In what should be viewed as a surprising development, it does not appear that, to date, any qui tam complaints have been filed against schools based on the Department of Education's ("DOE") new compensation regulations, which went into effect in July 2011 and were upheld in significant part by the United States Court of Appeals for the District of Columbia in June 2012. These regulations have the potential for significantly changing the landscape of defending incentive compensation lawsuits, with qui tam relators likely arguing that they limit arguments for dismissal, and altering the school's burden in defending against claims. The revised compensation regulations could also impact decisions by DOJ with regard to intervention.

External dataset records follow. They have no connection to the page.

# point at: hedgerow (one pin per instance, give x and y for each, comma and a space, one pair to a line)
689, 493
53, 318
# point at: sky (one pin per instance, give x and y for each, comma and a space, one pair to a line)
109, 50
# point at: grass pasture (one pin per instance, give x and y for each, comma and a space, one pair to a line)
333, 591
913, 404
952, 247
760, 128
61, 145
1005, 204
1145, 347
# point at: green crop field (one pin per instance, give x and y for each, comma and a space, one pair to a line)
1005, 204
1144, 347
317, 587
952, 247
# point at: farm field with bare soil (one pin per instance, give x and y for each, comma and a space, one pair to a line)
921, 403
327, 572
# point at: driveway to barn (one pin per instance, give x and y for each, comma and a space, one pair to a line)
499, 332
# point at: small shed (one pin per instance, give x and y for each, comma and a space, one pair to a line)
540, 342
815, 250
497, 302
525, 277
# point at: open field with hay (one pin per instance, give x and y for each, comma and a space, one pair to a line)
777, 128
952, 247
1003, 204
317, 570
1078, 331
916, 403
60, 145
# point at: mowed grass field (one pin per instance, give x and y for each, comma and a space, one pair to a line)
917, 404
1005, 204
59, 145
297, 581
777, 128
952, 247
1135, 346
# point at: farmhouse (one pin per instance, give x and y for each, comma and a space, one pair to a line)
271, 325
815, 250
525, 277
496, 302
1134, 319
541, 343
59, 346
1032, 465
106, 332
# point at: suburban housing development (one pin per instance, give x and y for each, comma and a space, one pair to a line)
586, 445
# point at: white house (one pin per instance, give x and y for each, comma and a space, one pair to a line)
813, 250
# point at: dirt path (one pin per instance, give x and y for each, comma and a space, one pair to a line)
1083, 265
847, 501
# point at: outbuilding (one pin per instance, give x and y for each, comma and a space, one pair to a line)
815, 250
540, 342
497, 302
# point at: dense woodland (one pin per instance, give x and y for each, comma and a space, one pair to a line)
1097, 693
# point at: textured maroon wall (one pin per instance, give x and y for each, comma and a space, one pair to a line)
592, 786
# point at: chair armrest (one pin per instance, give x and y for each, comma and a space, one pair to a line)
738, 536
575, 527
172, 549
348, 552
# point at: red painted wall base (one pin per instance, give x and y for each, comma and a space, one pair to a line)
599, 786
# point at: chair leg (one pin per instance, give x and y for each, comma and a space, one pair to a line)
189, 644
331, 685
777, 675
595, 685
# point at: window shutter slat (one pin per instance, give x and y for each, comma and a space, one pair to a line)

Given the FCA's first-to-file rule, it was anticipated that the new regulations would cause a race to the courthouse by relators and their counsel to file claims based on the new provisions. While these cases may still be under seal, there is nothing to suggest that any cases relating to conduct after the effective date of the new regulations have been filed. Given the increasing willingness of plaintiffs' attorneys to target the sector, it seems likely that cases based on the new regulations are on the horizon (if not already filed and still under seal).

Relators and their counsel might also be encouraged to file new lawsuits by the recently promulgated DOE OIG audit priorities for 2013 which include, as the first listed priority, to "assess FSA's oversight of and schools' compliance with recent changes to requirements for incentive compensation and misrepresentation."